In other words, immigration is good for putting more tax in the coffers, but it reduces the wages of those at the bottom of the pile (the waiters, waitresses and construction site workers), while boosting those at the top (those who employ the waiters and builders). It makes sense – if you don’t have to pay out as much in wages, you can pay yourself more.

Portes also fails to account for the hidden economy: Afghans in the Midlands picking asparagus for £3 an hour; Russians in Bedfordshire putting up dormitory semis in the day, going home to a 10-man flat let by a criminal landlord at night. In his own study (also quoted in The Independent article above), he writes:

‘We found little evidence that the inflow of accession [Eastern European] migrants contributed to a fall in wages or a rise in claimant unemployment in the UK between 2004 and 2006. … One explanation here is that as accession migrants overwhelmingly compete with low paid workers, and as these workers were protected by a concurrently increasing minimum wage, more adverse wage effects may have been mitigated or offset.’

Guess what Jonathan, a lot of people aren’t paid the minimum wage!

As Ed himself said, the ‘hidden stories’ of working people are at least as important as the analysis of Whitehall economists. He cited a Labour constituency meeting attendee who saw a chicken processing plant in Doncaster go ‘overnight’ from employing mainly local people to being largely staffed by Eastern European workers, paid ‘less than the minimum wage’.

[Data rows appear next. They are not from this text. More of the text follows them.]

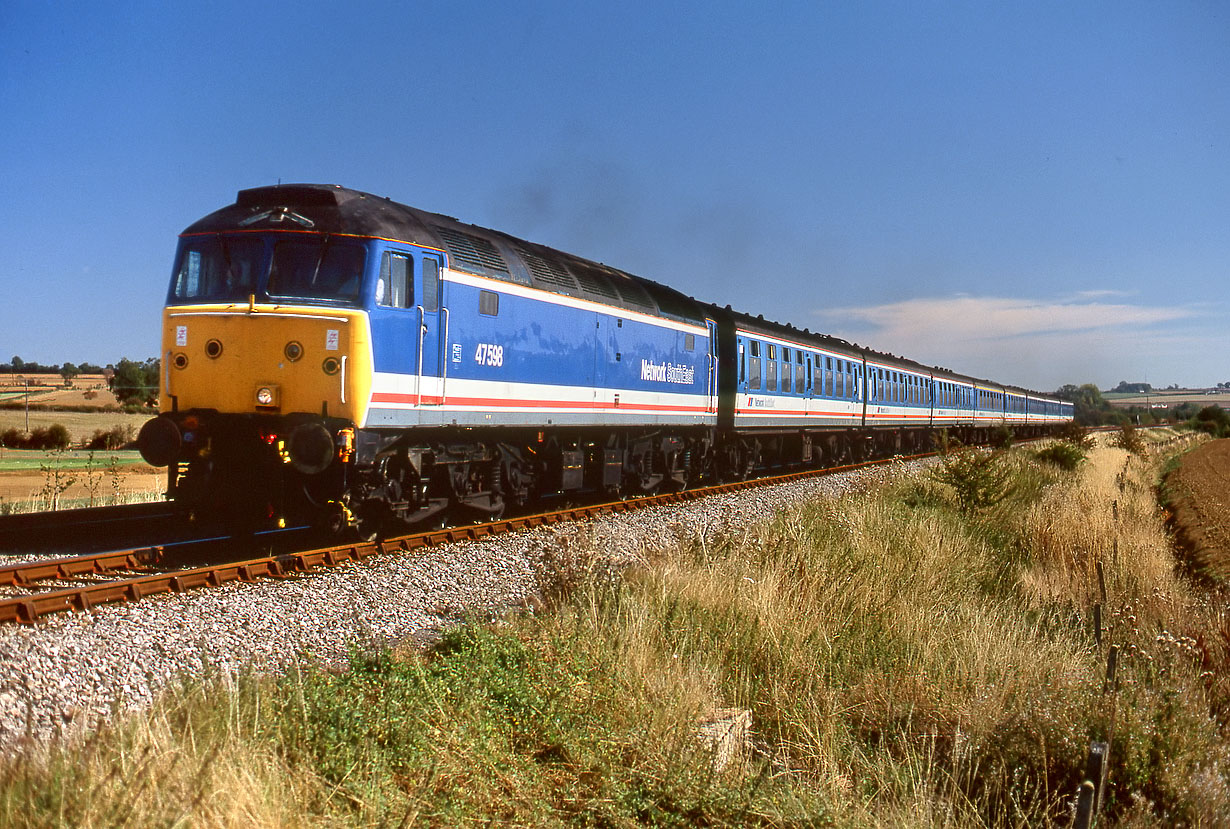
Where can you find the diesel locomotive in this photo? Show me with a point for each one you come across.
(336, 357)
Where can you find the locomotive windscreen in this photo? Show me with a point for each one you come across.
(220, 268)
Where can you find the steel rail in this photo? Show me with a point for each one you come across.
(28, 609)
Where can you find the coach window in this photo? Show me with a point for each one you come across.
(395, 287)
(431, 284)
(488, 303)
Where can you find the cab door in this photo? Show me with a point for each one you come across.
(432, 331)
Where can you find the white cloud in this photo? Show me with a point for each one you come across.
(1044, 343)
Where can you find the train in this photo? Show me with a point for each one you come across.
(335, 357)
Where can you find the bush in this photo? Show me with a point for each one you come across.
(1063, 454)
(980, 479)
(1213, 420)
(52, 437)
(1075, 434)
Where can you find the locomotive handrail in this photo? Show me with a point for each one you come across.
(444, 353)
(418, 375)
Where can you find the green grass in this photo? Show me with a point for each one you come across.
(35, 459)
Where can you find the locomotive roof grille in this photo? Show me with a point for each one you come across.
(546, 271)
(474, 251)
(593, 281)
(630, 290)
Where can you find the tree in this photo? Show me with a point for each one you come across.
(135, 383)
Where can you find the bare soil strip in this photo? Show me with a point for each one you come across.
(1199, 492)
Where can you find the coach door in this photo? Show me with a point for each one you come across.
(433, 331)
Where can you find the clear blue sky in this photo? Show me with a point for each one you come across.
(1030, 192)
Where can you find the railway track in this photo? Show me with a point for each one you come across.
(79, 583)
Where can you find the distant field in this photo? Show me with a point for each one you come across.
(1169, 399)
(81, 426)
(16, 460)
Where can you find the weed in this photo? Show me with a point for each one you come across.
(55, 481)
(980, 480)
(1063, 454)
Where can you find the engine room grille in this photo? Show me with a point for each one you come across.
(630, 289)
(474, 251)
(546, 271)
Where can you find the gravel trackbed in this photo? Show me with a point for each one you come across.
(73, 672)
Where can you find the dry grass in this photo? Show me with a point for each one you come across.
(904, 661)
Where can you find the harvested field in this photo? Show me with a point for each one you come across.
(81, 426)
(1199, 498)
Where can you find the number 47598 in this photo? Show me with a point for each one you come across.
(490, 354)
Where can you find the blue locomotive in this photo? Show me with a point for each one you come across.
(332, 354)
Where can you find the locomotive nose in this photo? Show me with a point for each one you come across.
(310, 448)
(159, 442)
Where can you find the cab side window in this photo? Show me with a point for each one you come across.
(395, 287)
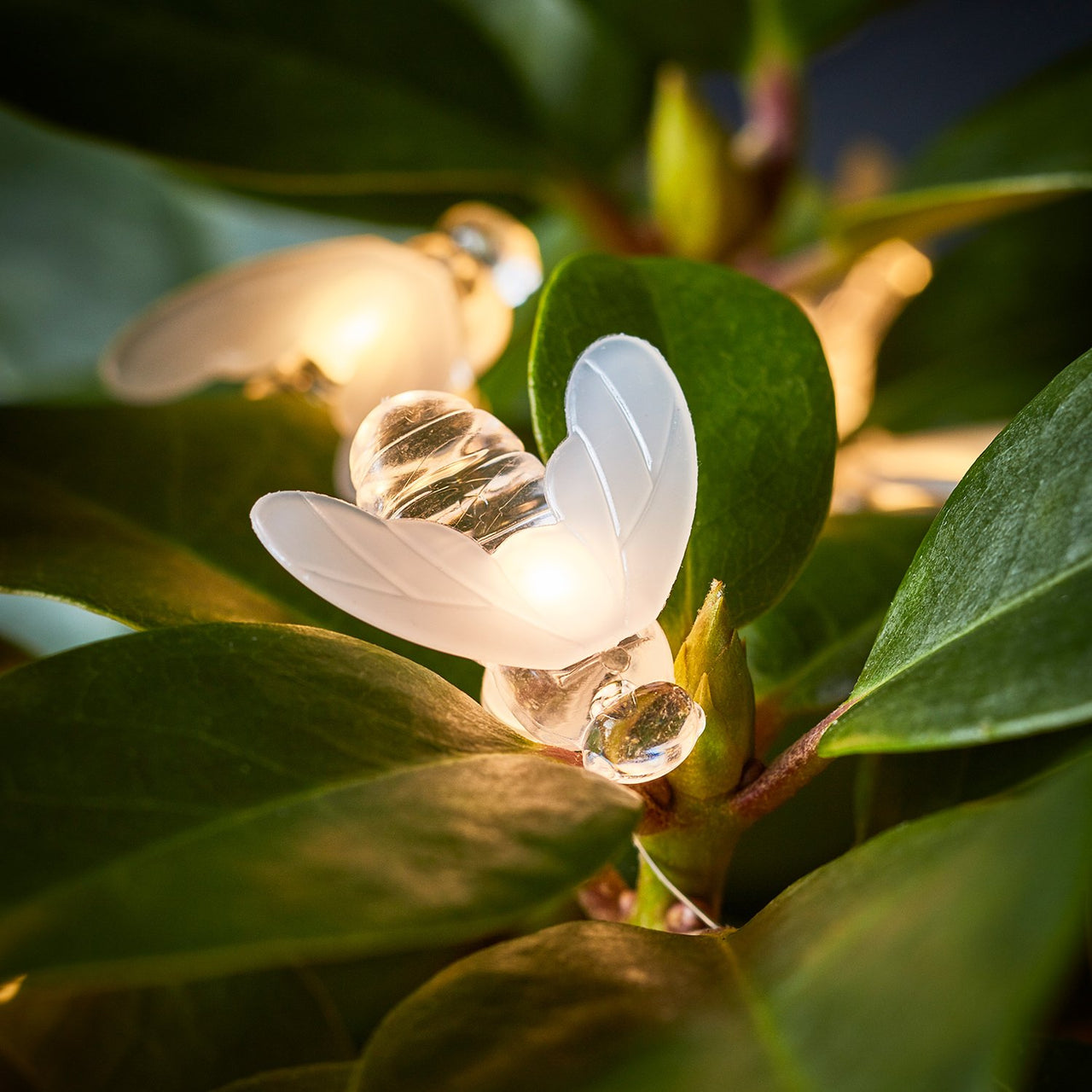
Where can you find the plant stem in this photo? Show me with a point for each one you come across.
(788, 772)
(653, 899)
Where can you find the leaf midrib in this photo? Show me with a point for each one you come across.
(235, 818)
(311, 58)
(979, 621)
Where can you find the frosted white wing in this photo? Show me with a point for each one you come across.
(433, 585)
(626, 479)
(342, 303)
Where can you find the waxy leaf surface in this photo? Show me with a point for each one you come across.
(987, 636)
(759, 392)
(207, 799)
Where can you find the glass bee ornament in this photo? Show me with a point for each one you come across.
(552, 577)
(348, 320)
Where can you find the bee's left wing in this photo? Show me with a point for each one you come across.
(624, 480)
(432, 584)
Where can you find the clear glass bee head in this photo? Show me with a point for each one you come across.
(347, 320)
(508, 248)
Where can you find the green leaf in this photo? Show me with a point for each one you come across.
(990, 331)
(12, 655)
(921, 214)
(892, 788)
(186, 1037)
(143, 514)
(758, 389)
(710, 34)
(1037, 128)
(916, 961)
(565, 58)
(90, 236)
(363, 97)
(332, 1077)
(987, 635)
(210, 799)
(806, 653)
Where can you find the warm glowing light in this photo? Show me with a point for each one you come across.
(348, 320)
(553, 577)
(853, 319)
(560, 577)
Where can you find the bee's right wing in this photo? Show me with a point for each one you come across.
(328, 301)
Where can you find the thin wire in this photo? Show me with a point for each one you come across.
(659, 873)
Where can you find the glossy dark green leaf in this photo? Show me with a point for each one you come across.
(716, 34)
(186, 1037)
(192, 1037)
(916, 961)
(758, 389)
(12, 655)
(987, 636)
(921, 214)
(892, 788)
(396, 97)
(1002, 314)
(332, 1077)
(144, 514)
(202, 799)
(90, 236)
(806, 653)
(582, 83)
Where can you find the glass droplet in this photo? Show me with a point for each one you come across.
(644, 734)
(428, 456)
(555, 706)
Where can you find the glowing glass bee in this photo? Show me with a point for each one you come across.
(553, 577)
(350, 319)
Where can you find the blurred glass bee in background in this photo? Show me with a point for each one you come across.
(347, 320)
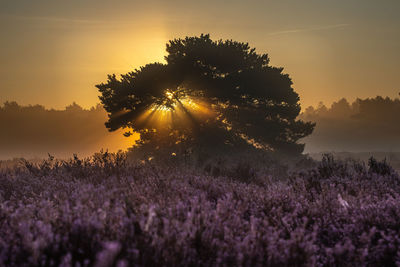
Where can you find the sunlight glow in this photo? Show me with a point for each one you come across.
(183, 111)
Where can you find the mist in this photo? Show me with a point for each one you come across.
(34, 131)
(366, 125)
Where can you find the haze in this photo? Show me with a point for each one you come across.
(53, 52)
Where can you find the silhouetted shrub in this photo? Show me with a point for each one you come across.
(379, 167)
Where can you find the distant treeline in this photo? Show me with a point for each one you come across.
(371, 124)
(34, 131)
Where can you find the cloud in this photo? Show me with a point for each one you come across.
(310, 29)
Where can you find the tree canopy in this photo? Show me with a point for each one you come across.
(209, 93)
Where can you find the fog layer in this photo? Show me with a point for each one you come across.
(371, 124)
(34, 131)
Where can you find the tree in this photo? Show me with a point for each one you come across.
(209, 94)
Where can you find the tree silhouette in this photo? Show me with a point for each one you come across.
(209, 94)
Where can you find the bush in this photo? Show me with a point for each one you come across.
(80, 212)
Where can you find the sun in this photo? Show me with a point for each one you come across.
(173, 110)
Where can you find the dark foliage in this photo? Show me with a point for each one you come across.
(216, 94)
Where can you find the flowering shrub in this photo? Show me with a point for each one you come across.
(106, 211)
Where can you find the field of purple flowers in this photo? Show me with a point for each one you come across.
(107, 211)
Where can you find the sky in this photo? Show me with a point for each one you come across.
(54, 52)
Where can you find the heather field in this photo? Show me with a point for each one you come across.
(109, 211)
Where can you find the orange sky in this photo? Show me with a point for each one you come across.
(53, 52)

Let me provide one final bit of evidence – an LSE report from 2010 that refers to a huge wealth of primary data. It summarises the position in bald terms:

‘Recent empirical research… finds little evidence of overall adverse effects of immigration on wages and employment for people born in the UK. Nevertheless, there may be some downward pressure in the low wage labour market where (despite their higher relative education levels) many new immigrants tend to find work. There may also be a positive effect on wages in the high wage labour markets where it may take more time for the skills that immigrants bring to transfer.’

The debate about immigration is far from over. Even the studies I have quoted are not universally certain about its effect for the poorest in British society. But let’s start with an understanding that the position outlined in Miliband’s speech – that wages and employment were pushed down at the very bottom – is supported, on balance, by most of the available evidence.